Et, en effet, mes forces ne tardèrent pas à revenir, me sentant comme renaître. La douleur était toujours présente bien entendu, mais au moins je pouvais de nouveau bouger un peu plus librement. Nina me servit un pichet de bière et nous passâmes une bonne heure à discuter. Malheureusement, la femme-poisson ne s’était pas enquit de la situation en haut du pont, dans le quartier attaqué quelques heures plus tôt. Toutefois, il n’y avait plus de cris, ni de fumées noires en provenant, et nous en avions déduits que la situation là-bas s’était calmée, pour le moment en tout cas.
Alors que je me requinquais allègrement à la bière, l’amphibienne me raconta un peu sa vie et je fis de même. Elle avait été navigatrice pendant de longues années, avide de découvertes et d’aventures. Toutefois, une fois sur Karantane, quelques entourloupes et arnaques avaient eues raisons de son bateau et ses richesses. Pour ne pas tomber dans la haine caricaturale envers les humains, elle préféra s’isoler dans son habitat naturel, y rencontrant quelques adversaires contre lesquels elle parvint à se faire respecter. Et, à mon tour, je lui décrivis mon parcours, du petit orphelin sans envergure de Saint-Uréa à second d’un corsaire sur Grand-Line.
Le courant passait bien entre Nina et moi et, pour une fois avec une jolie fille que je venais de rencontrer, je n’essayais pas de la draguer lourdement. En l’espace de quelques minutes, j’eus l’impression de parler à une amie d’enfance à qui je pouvais tout raconter de manière honnête. Et ainsi, nous passions une bonne partie de la journée à parler en picolant ces vieux alcools en bocaux que la femme-poisson possédait dans sa cabane.

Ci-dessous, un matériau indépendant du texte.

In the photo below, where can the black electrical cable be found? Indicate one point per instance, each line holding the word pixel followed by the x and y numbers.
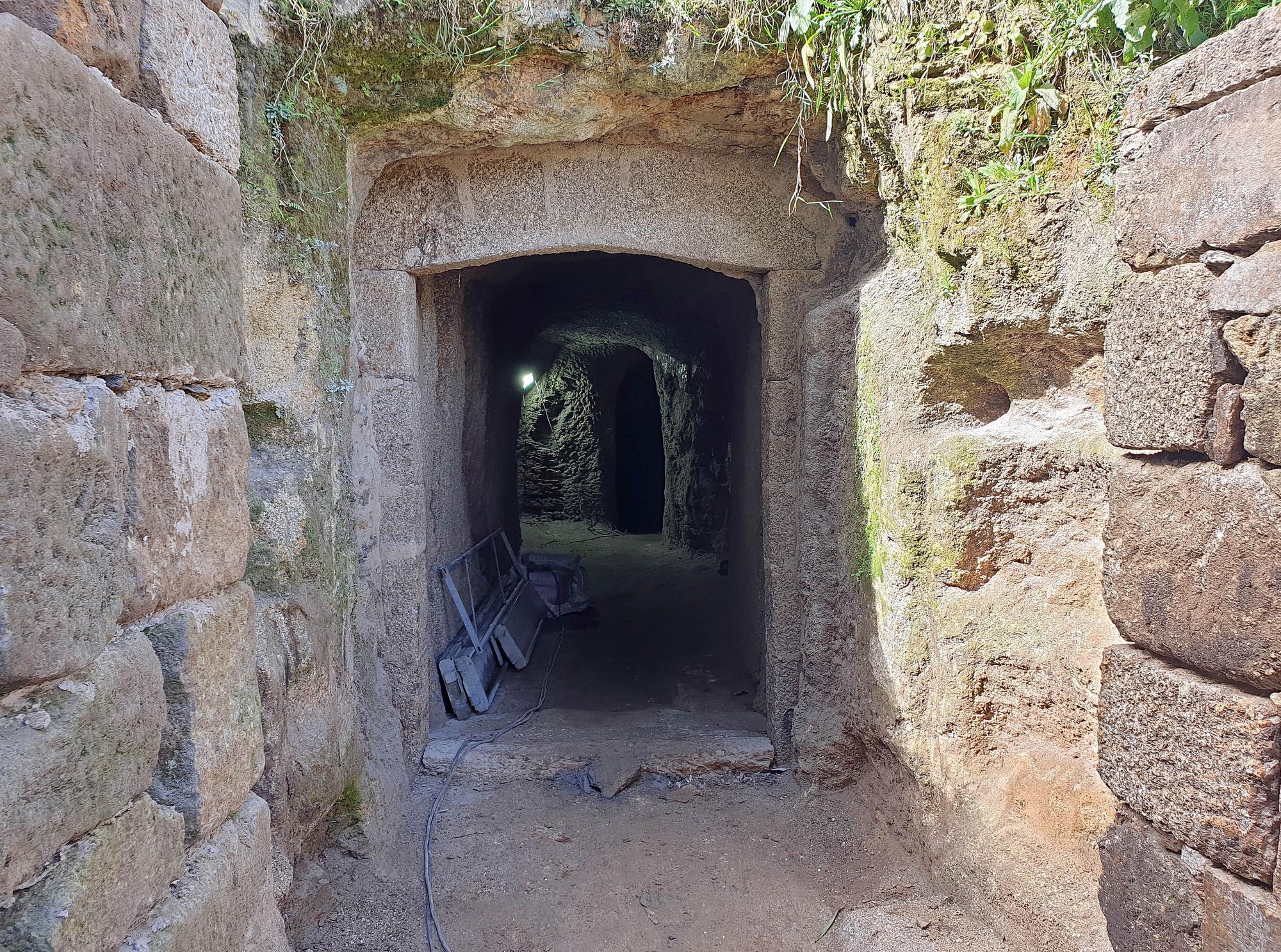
pixel 434 922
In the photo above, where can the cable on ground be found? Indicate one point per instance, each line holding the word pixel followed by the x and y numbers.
pixel 434 922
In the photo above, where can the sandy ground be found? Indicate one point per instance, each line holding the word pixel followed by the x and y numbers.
pixel 727 862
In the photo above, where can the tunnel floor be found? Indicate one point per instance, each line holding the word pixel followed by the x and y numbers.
pixel 530 858
pixel 660 635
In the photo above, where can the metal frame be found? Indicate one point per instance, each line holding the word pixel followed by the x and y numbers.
pixel 473 616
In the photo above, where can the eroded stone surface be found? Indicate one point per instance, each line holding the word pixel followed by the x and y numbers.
pixel 1239 917
pixel 1197 758
pixel 1229 61
pixel 62 526
pixel 212 750
pixel 1252 284
pixel 1165 361
pixel 1150 892
pixel 99 885
pixel 189 530
pixel 1256 341
pixel 1225 433
pixel 1209 179
pixel 1191 566
pixel 76 753
pixel 188 73
pixel 124 288
pixel 104 33
pixel 218 907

« Et tu t’ennuies jamais ici ? »
« Parfois...enfin, souvent, mais il y a beaucoup de trucs à faire dans les parages quand on respire sous l’eau. » soupira-t-elle en observant son reflet dans son verre.
« Vraiment ? Tu m’dira, pour ce qui est des fonds marins, je peux me gratter pour les explorer. » soufflais-je en observant ma main, la serrant puis desserrant pour tester mon état, songeant à ma condition de maudit. « J’ai mangé un de ces fruits du démon qui m’empêchent de nager à vie, enfin j’ai pas à me plaindre je peux faire des trucs sympas. »

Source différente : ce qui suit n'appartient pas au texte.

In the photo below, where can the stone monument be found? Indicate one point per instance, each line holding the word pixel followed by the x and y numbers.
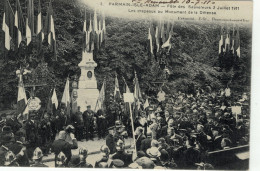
pixel 87 86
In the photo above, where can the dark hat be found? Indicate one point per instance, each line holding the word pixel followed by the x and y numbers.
pixel 149 134
pixel 6 129
pixel 164 155
pixel 6 139
pixel 19 134
pixel 75 160
pixel 111 128
pixel 145 162
pixel 140 154
pixel 162 140
pixel 3 115
pixel 118 163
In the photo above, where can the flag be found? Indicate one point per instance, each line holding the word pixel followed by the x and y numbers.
pixel 146 104
pixel 163 39
pixel 237 44
pixel 233 41
pixel 221 42
pixel 50 30
pixel 19 25
pixel 39 31
pixel 168 28
pixel 137 92
pixel 104 26
pixel 30 21
pixel 117 94
pixel 227 42
pixel 157 38
pixel 8 24
pixel 96 31
pixel 21 99
pixel 85 34
pixel 150 38
pixel 100 32
pixel 90 36
pixel 95 22
pixel 54 99
pixel 127 90
pixel 66 97
pixel 168 42
pixel 101 98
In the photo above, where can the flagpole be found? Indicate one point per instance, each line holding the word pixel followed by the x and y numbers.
pixel 132 122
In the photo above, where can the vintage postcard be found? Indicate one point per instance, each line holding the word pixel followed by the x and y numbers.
pixel 137 84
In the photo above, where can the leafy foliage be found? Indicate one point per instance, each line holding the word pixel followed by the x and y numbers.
pixel 193 61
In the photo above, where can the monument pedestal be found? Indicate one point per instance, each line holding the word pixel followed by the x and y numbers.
pixel 87 86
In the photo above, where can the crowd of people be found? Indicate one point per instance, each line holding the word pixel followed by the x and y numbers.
pixel 177 132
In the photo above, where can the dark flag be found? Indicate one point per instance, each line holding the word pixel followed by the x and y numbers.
pixel 21 99
pixel 117 94
pixel 39 31
pixel 103 31
pixel 150 39
pixel 101 98
pixel 163 39
pixel 91 35
pixel 50 30
pixel 137 93
pixel 227 42
pixel 8 25
pixel 85 34
pixel 29 22
pixel 96 31
pixel 237 44
pixel 19 25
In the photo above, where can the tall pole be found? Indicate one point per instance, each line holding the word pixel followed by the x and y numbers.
pixel 132 122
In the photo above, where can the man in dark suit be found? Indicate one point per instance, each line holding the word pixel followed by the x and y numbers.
pixel 173 139
pixel 121 154
pixel 110 142
pixel 13 123
pixel 78 123
pixel 88 117
pixel 19 149
pixel 2 121
pixel 139 136
pixel 146 143
pixel 61 145
pixel 101 124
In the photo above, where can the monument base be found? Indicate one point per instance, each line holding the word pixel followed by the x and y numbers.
pixel 87 97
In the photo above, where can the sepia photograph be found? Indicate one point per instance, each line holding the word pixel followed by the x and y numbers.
pixel 128 84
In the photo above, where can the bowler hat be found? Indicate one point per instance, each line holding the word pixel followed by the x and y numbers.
pixel 6 130
pixel 3 115
pixel 75 161
pixel 153 152
pixel 145 162
pixel 118 163
pixel 111 128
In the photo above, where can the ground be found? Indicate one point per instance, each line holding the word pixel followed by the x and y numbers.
pixel 93 150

Un doigt pointé vers un coin de la pièce, il s’éclaira d’une lueur violette alors qu’un fauteuil et une commode s’élevaient doucement. Nina poussa un cri de surprise avant de faire rapidement le lien entre mon doigt enveloppé de son aura et les meubles en lévitation. J’abaissais alors le doigt et les objets se reposèrent au sol.
« Ah ouais quand même, impressionnant. » souffla-t-elle d’admiration. « J’ai déjà eus l’occasion de voir des maudits en action lors de mes voyages, mais le tien sort clairement du lot, ça fonctionne comment ? »
« On l’appelle le Zushi Zushi no mi, ou fruit de la gravité. En gros, je peux contrôler la gravité dans une zone prédéfinie. »
« Ça c’est balèze mec. Ça m’aurait bien aidé quand je me suis installée ici. »
« Des soucis avec le voisinage ? »
« Tu verrais leurs gueules, je sais pas si on peut appeler ça des voisins. »
« On parle de quel genre de... »
BOOOOMM
La cabane trembla tandis qu’un bruit tonitruant m’interrompait dans ma question, venant de l’extérieur.
« Quand on parle du bulgoris, il pointe le bout de sa trogne. » souffla Nina, visiblement agacée d’être de nouveau dérangée par ces ‘voisins problématiques’.